Council members said the key concern was quality of life for future homeowners if garages are too shallow to accommodate modern vehicles. The Vice Mayor said, “These undersized garages will not comfortably fit many of the cars that families have come to rely on and [leave] homeowners an impossible choice of whether to use the garage for storage or to be able to park their vehicles.” He added that without driveways the parking could “end up bleeding out onto the street.”
The issue mattered because the developer requested deviations from the city’s standard garage dimensions. Council discussion cited the city code requirement of a 20‑by‑22‑foot garage. Staff described the proposed alternatives presented by the applicant as either roughly 19 feet 2 inches wide by 20 feet deep or 25 feet wide by 20 feet deep; staff and council members noted that the proposals meet width or overall square footage in some unit plans but remain shallower than code in depth. A staff member present corrected an initial misstatement about which dimension constituted the deviation and said the changes affected garage depth across several unit plans.
Councilmember Adams said he was sympathetic to both sides, noting that some residents’ vehicles would not fit but that district council supporters backed the project. “I’m not unsympathetic to the vice mayor’s concerns… I think it’s something that we should keep our eye on closely,” Adams said.
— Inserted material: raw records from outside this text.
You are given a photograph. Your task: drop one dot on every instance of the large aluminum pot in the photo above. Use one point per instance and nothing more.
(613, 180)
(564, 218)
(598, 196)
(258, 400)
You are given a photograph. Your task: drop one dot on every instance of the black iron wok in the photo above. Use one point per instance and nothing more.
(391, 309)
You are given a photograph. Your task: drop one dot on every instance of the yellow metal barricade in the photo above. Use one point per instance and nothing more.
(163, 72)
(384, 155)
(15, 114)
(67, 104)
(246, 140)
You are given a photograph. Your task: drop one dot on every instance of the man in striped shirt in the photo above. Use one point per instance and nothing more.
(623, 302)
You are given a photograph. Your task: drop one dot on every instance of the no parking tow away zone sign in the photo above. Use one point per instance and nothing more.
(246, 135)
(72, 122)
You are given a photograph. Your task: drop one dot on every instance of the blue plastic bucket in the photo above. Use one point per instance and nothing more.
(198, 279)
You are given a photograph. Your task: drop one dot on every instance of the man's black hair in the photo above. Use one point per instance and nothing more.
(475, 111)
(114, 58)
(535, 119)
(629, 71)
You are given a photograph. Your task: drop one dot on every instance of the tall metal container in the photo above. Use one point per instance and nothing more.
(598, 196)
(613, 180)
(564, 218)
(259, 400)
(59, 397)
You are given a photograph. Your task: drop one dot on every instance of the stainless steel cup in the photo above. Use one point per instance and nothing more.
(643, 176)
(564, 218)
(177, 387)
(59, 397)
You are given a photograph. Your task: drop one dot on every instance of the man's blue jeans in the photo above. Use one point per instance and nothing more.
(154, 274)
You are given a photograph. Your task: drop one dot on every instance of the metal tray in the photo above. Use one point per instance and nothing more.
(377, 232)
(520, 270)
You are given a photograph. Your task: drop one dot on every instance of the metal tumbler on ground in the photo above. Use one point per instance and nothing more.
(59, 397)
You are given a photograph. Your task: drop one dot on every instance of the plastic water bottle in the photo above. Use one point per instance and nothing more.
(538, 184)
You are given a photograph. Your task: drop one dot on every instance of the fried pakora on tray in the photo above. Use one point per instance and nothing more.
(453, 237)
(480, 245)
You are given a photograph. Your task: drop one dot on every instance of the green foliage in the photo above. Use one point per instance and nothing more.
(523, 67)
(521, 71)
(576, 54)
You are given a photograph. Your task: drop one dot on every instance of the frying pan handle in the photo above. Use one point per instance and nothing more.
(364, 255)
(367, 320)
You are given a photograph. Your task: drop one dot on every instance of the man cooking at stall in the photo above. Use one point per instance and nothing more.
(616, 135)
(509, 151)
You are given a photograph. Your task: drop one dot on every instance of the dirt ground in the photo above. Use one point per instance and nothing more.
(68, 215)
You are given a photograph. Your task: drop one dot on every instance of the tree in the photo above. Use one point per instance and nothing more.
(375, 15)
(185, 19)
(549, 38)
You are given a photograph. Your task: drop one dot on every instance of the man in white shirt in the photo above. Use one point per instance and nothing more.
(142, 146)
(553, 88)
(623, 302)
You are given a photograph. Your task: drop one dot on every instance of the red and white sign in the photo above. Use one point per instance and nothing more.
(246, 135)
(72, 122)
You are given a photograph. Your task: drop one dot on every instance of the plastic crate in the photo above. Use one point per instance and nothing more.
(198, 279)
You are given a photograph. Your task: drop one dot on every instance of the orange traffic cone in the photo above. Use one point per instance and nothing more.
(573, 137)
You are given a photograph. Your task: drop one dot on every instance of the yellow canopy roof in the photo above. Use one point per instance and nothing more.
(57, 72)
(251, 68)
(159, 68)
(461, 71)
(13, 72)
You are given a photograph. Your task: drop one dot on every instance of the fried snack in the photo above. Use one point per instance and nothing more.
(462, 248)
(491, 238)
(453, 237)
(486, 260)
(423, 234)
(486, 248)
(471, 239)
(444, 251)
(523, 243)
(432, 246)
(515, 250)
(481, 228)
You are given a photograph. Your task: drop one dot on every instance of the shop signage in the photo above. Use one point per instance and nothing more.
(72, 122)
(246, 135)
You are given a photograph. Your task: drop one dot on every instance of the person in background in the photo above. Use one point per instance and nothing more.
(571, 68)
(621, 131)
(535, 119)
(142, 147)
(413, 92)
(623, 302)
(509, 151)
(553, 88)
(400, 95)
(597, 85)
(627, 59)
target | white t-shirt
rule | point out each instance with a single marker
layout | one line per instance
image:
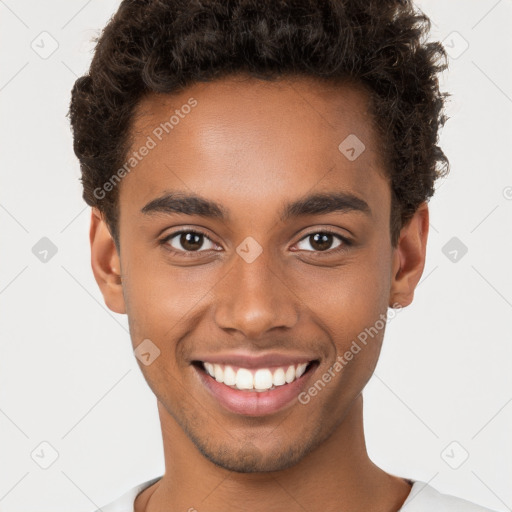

Councilmember Pillsbury said guest parking on the site appears sufficient to address some concerns but reiterated that multifamily attached garages present a different planning question than standard multifamily parking.
Discussion during the meeting included back‑and‑forth about unit counts and which plans exceeded or fell short of code dimensions; one council member noted apparent inconsistencies in unit counts across the four plan types under review and was corrected by staff. The record shows council members asked staff and each other for clarity on how many units would be deeper than code and how many would be shallower; staff answered that depth changes applied across several unit types.
No public speakers registered on the rezoning item. The council’s approval allows the project to proceed under the rezoned designation as presented; the council did not adopt additional conditions on garage dimensions. Councilmembers who spoke said they expect staff and the council to monitor how parking functions as the project advances.
The item was considered during the regular council meeting and concluded with the formal vote; no follow‑up motion to revisit garage dimensions was recorded.